Clee came home at nine o’clock with a box of trash bags. I hoped this was an olive branch, since we were out of trash bags and I didn’t really have any intention of fighting her. But she used all of the bags to gather up the clothes and mildewed beach towels and food items and electronics that apparently had been in her car this whole time. I watched her park the four bags against the wall in the corner of the living room. Each swallow took concentration but I kept at it. Some people with globus only spit; they have to bring a spittoon with them everywhere they go.

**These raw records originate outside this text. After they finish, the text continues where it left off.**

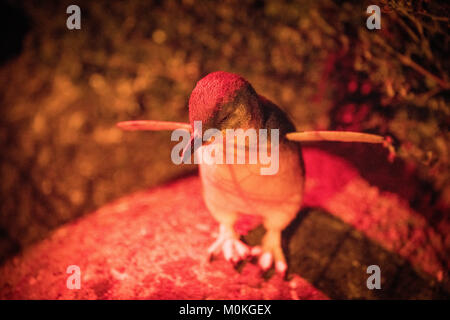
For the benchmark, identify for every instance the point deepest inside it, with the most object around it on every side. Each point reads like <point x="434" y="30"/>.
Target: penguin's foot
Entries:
<point x="232" y="248"/>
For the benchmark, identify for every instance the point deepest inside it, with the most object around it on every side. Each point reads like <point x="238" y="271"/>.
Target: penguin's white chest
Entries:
<point x="242" y="188"/>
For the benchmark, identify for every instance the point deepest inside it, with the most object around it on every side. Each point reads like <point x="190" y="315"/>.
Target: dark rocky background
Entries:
<point x="62" y="92"/>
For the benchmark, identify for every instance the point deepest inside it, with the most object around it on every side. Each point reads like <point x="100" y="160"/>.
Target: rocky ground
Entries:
<point x="152" y="245"/>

At eleven fifteen Phillip texted. SHE WANTS ME TO TELL YOU I RUBBED HER THROUGH HER JEANS. WE DON’T THINK THAT COUNTS. NO ORGASM. All caps, as if he was yelling out of his penthouse window. Once read, the image was impossible to keep at bay—the tight jean crotch, his stubby, furry hands rubbing wildly. In the living room I could hear Clee crunching ice like cud. The chewing was so loud I began to wonder if she wasn’t doing it sarcastically, to aggravate me. I pressed my ear against the door. Now she was imitating the imitation—it was a chomping sound with a double set of quotation marks around it. Too late I realized there would be no end to this line of thought—her self-impersonation quadrupled, and then sixteenified, her eyeballs popping out of her head, ferociously rubbed jeans, teeth like fangs, tongue whipping around the room, ice flying everywhere. I spit on my sleeve, yanked open the door, and marched over to the couch. She looked up at me from her sleeping bag and quietly regurgitated a single ice cube.

“Could you please not make that sound please?” I shouldn’t have said please twice, but my voice was low and my eye contact was direct. I held my hands in front of me in a position of readiness. My heart was hitting the inside of my body so hard it made a knocking sound. What if she did a move that wasn’t on the DVD? I glanced down to be sure my stance was grounded.

She squinted at me, taking in my hovering hands and planted feet, then tilted her head back and filled her mouth with ice. I grabbed the cup out of her hand. She blinked at her empty palm, slowly chewed the ice, swallowed it and looked past me at the TV. It wasn’t going to happen; we weren’t going to fight. But she could see I wanted to. She could see I’d gotten all geared up—a forty-three-year-old woman in a blouse, ready to brawl. And she was laughing about it, right now, inside. Heh, heh, heh.